Conscientious Object-ion: Rhetoric, Professional Communication, and Medical Controversy
Vaccination is power—power to prevent disease, power to shape populations, power to define sickness and health, and power to compel scientific beliefs into the bodies of people around the globe. It is unsurprising, therefore, that vaccinations have garnered centuries of dissent. Specifically, the conscience—the parent or patient’s perceived right to make vaccination decisions based on personal perceptions of acceptable risks—has been used since vaccination’s inception as a rationale for individual rights to refuse vaccines in the face of the very public health goals that vaccinations aim to achieve.
Existing studies of vaccine disputes in medical literature have understood vaccine questions to be a problem of scientific knowledge or literacy, claiming largely that vaccine skepticism arises from a lack of proper comprehension or understanding of the scientific and medical bases for vaccination or statistical evidence proving vaccines are safe and effective. Studies of vaccination controversy in social science, communications, and historical literatures have largely examined the role that alternative notions of risk valuation, sources of trusted health information (such as preferring the advice of friends and neighbors to doctors), or conceptions of uncertainty have played in largely parental decision making about childhood vaccinations. Despite these extensive studies of vaccine sentiment, vaccine skepticism and refusal remains a small, though significant, voice in public debate.

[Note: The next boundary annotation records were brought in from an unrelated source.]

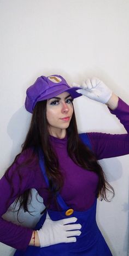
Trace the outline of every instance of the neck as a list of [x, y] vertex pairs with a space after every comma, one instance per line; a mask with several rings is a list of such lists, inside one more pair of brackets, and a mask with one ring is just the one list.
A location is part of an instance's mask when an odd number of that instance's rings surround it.
[[49, 134], [54, 137], [58, 138], [58, 139], [63, 139], [66, 137], [66, 129], [60, 129], [58, 130], [52, 130], [49, 128]]

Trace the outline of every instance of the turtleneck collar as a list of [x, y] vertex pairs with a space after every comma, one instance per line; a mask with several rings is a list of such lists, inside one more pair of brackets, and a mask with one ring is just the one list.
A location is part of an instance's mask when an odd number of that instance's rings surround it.
[[65, 137], [63, 139], [60, 139], [58, 138], [54, 137], [54, 136], [52, 136], [51, 135], [49, 135], [50, 138], [50, 142], [56, 145], [56, 146], [59, 146], [62, 145], [67, 145], [67, 135], [65, 136]]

This dissertation examines vaccine discourses as object-oriented rhetorics—as rhetorics shaped and defined by the physicality of the vaccine’s operation—as a way of re-conceptualizing the vaccine debate. Using object-oriented theories from computer programming, philosophy, and rhetoric, this research examines the professional and public voices that make up contemporary vaccine controversy. Through three data sets, including interviews with physicians, parent discourses produced on the Internet, and survey responses from young adults, this dissertation observes that vaccines function as objects that have multiple, coexisting operations for different actors across the medical system. Consequently, vaccination controversy can be conceptualized not as accurate versus inaccurate understandings of science or as a conflict of perspectives, but instead as a by-product of multiple ontologies of vaccines at work under competing disease exigencies.